A Marseille, le premier groupe privé à avoir intégré une clause social dans ces marchés est Hammerson avec le chantier des Terrasses du Port. Au départ, l’opération tablait sur 30 000 heures dédiées au public en insertion et victime de son succès, elle a finalement dépassé les 50 000 heures. « Maintenant, ils continuent de mettre des clauses sociales sur l’ensemble de leurs marchés de nettoyage, de gardiennage, etc… », explique Jean-Christophe Barusseau. L’établissement public Euroméditerranée n’est pas étranger à cet exemple de réussite. « On a été créé pour transformer Marseille sur le plan urbanistique mais aussi humain. Cela fait partie de nos missions d’intégrer les habitants dans notre dynamique », insiste Remi Constantino, le secrétaire général d’Euroméditerranée. Ainsi, sous cette impulsion, de plus en plus de promoteurs travaillant sur son périmètre adoptent des clauses d’insertion dans leurs commandes. « Nexity est parmi les acteurs les plus volontaires dans ce domaine », relève Jean-Christophe Barusseau. Mais Bouygues ou encore Vinci sont en train de suivre son exemple. Pierre Allary, le président d’Emergences et patron de l’entreprise Multirestauration services enjoint d’ailleurs ses confrères à leur emboiter le pas : « Il faut généraliser cette démarche dès que nous passons des marchés et intégrer l’insertion dans nos plans de gestion prévisionnelle des emplois et compétences ».

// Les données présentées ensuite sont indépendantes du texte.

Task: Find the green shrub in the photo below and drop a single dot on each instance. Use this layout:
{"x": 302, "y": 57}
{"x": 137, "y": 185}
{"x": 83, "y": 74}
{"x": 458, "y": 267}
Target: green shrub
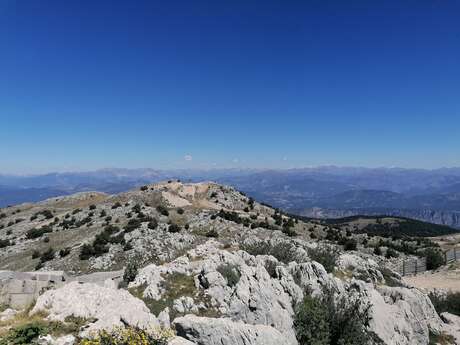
{"x": 64, "y": 252}
{"x": 326, "y": 256}
{"x": 350, "y": 244}
{"x": 153, "y": 224}
{"x": 162, "y": 210}
{"x": 212, "y": 233}
{"x": 5, "y": 243}
{"x": 332, "y": 320}
{"x": 174, "y": 228}
{"x": 449, "y": 302}
{"x": 24, "y": 334}
{"x": 231, "y": 274}
{"x": 36, "y": 233}
{"x": 284, "y": 252}
{"x": 391, "y": 253}
{"x": 377, "y": 250}
{"x": 47, "y": 255}
{"x": 116, "y": 205}
{"x": 131, "y": 271}
{"x": 311, "y": 322}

A la Métropole, tous les marchés sont “clausés” par défaut

Moins de deux ans après sa naissance, la Métropole Aix-Marseille Provence tente toujours de mettre en place une vraie politique sociale dans la passation de ses marchés. En février dernier, elle a fait voter une délibération pour rendre les clauses d’insertion systématiques « dès que c’est possible », précise Martial Alvarez. « Dorénavant, toute commande publique doit inscrire cette condition. Et si elle ne peut pas le faire, elle doit en motiver explicitement les raisons », poursuit-il. Aujourd’hui, certains marchés semblent plus adaptés que d’autres à l’insertion des personnes en difficultés. Tout d’abord, il faut atteindre un montant minimum de 100 000 euros. Ensuite, certaines compétences sont plus difficiles que d’autres à trouver : « Par exemple, nous n’avons personne pour les travaux d’amiante ou d’étanchéité qui demandent des aptitudes particulières », indique Amandine Lantez, chargé de mission sur l’insertion par l’emploi à la Métropole.

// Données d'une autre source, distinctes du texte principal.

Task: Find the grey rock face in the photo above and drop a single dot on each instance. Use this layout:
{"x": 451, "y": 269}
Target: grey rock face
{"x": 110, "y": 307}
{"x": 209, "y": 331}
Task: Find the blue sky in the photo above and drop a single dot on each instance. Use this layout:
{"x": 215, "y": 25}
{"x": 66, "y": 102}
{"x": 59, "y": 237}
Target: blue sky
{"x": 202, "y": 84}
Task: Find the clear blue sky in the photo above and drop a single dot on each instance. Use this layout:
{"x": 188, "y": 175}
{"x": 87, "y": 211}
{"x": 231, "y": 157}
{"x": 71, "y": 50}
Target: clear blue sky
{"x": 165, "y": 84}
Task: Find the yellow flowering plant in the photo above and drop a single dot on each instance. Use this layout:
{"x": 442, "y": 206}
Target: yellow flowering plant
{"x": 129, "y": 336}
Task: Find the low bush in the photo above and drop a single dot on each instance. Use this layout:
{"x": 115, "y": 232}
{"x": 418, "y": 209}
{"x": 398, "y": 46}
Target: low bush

Elle est aujourd’hui à la tête d’une équipe de dix personnes qui accompagnent les entreprises dans le sourcing et le recrutement des profils en insertion sur toute la métropole. Si Marseille est en retard au niveau national, les autres territoires font figure de débutants. « Sur les pays salonais et aubagnais, il n’y avait personne pour aider les entreprises. Tout reste à faire », prévient Martial Alvarez. Pour financer ces efforts, la Métropole a mobilisé une enveloppe de 500 000 euros auprès du fonds social européen. Si elle est encore loin du compte, l’institution garde l’objectif de 25 % de marchés clausés en 2020. Ce chiffre doit apparaître dans le schéma des achats socialement et écologiquement responsables en cours d’élaboration par les services de la Métropole. Cependant, l’horizon de la fusion possible avec le Département retarde un peu plus sa finalisation.